Even if, or perhaps especially if, you’re a small company, understanding what will happen to your customers and to your business if the cloud service fails becomes key. It pays to look at status pages, recent outages, or public post-mortems. However, the true test is when you integrate the new feature using a cloud service, and see how your workload and the performance (or failure) of the cloud service interact.
Delaying this assessment until late in a project creates substantial risk.
Working on a recent project, my team had created what we believed to be a scalable and resilient architecture. We were just starting to use Chaos Engineering to test out our resilience and observability. During the second round of testing I was responsible for determining the experiments to try. I thought it might be interesting to test how we would observe a third-party cloud component (let’s call it PipelineAPI) failure.

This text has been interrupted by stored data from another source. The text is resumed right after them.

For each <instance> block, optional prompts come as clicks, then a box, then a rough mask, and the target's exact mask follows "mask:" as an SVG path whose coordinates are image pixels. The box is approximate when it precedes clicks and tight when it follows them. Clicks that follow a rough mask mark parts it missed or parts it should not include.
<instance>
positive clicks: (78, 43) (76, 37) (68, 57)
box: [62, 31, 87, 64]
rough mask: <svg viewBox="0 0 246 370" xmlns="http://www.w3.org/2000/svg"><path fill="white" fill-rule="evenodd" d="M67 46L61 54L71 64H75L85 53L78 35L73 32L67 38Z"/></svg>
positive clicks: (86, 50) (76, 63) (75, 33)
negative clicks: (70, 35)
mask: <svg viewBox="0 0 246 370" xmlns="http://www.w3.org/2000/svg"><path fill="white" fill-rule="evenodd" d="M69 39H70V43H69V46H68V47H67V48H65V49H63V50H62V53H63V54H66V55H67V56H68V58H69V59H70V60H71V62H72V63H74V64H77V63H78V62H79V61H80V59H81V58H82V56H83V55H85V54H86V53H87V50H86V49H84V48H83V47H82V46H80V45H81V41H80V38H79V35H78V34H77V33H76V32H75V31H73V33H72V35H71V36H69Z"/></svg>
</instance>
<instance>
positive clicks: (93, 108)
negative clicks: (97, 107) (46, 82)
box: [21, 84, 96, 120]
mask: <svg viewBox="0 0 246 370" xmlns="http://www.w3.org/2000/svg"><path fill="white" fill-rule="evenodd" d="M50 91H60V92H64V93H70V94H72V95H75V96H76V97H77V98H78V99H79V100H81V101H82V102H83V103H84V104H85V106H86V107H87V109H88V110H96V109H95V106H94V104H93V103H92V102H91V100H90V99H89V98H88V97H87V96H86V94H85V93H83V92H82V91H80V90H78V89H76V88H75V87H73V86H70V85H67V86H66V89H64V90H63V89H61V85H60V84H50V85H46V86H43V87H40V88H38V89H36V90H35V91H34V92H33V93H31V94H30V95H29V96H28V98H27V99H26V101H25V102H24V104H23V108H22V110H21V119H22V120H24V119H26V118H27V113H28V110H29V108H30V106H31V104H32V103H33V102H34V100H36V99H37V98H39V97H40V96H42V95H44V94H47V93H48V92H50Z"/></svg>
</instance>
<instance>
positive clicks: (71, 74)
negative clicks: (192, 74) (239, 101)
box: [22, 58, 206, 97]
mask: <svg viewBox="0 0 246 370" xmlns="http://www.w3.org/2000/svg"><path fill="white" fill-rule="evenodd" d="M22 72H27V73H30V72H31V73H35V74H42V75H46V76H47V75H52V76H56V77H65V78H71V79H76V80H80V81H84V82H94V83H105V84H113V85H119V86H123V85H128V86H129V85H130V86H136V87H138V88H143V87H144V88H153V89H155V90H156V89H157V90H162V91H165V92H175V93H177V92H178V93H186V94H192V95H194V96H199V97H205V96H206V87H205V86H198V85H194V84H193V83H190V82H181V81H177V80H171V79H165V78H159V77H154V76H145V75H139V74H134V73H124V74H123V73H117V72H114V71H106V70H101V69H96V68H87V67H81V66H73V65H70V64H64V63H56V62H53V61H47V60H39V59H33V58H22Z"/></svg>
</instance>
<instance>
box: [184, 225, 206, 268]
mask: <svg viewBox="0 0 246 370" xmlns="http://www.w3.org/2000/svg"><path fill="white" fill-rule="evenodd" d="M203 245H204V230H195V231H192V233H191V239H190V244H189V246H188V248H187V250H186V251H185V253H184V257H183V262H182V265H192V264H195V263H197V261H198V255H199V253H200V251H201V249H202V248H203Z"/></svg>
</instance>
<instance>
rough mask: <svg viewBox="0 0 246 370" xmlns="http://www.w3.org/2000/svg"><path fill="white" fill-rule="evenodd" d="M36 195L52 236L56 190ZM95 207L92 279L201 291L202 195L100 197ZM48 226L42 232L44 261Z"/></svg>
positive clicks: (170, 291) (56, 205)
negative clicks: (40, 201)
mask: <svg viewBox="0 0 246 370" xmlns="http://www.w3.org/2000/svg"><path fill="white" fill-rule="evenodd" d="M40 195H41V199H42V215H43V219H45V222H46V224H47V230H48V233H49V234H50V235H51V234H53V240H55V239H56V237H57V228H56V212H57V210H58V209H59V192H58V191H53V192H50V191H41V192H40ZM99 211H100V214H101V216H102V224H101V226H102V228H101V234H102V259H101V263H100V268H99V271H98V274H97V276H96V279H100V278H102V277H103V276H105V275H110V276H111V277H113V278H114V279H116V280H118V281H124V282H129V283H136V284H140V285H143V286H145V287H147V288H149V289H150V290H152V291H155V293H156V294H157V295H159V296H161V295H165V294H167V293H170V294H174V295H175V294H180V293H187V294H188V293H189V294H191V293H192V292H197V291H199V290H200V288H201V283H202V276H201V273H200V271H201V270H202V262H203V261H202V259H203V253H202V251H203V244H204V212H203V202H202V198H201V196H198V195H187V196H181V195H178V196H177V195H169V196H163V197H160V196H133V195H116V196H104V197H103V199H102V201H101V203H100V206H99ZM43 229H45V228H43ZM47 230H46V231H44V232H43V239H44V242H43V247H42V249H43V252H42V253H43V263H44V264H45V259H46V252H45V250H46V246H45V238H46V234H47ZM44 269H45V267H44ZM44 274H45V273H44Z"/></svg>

The result of the experiment was that we didn’t — and couldn’t — observe PipelineAPI failure.
After a couple of sprints dedicated to closing the instrumentation gap for all cloud services in the project, during normal operation we started to see significant performance variance by one of the cloud services, we’ll call LogsAPI, in the critical path. After dashboard screenshots, discussions with support, and eventually a meeting with the product manager for LogsAPI, it became clear that it was not designed to support our use case. We pivoted to another similar cloud service, we’ll call BigDataAPI, with all the instrumentation in place from the start. We observed consistent latency and consistent availability of the data in the data store with no change over time or increasing amounts of data. With this data we gained confidence that BigDataAPI would be able to support our use case and growth.
To be honest, we got lucky. We hadn’t thought through how we would observe the performance of third-party cloud services as we scaled out the system. We didn’t instrument some of the core functionality of our system because it was not the code we were writing or testing. If we’d launched without the testing and observability our system would have failed at even 5% of the target traffic level. Instead we scaled smoothly over 100x in the first two weeks and had a deep understanding of the performance and resilience of our system the entire time.
It is better not to be lucky. Measure the performance and availability of any cloud service you are designing into a solution — as soon as possible and well before full production deployment. Watching the trending of outlier performance, it becomes easier to see if the cloud service is keeping up with your testing or canary traffic, or not. Conversations with cloud service vendors about expectations and performance are easier when you have consistent high resolution data to support your observations and questions.
No matter what you are building, the customer has expectations of your system. Closely observing your cloud service integrations is the best and easiest way to make sure you meet those expectations.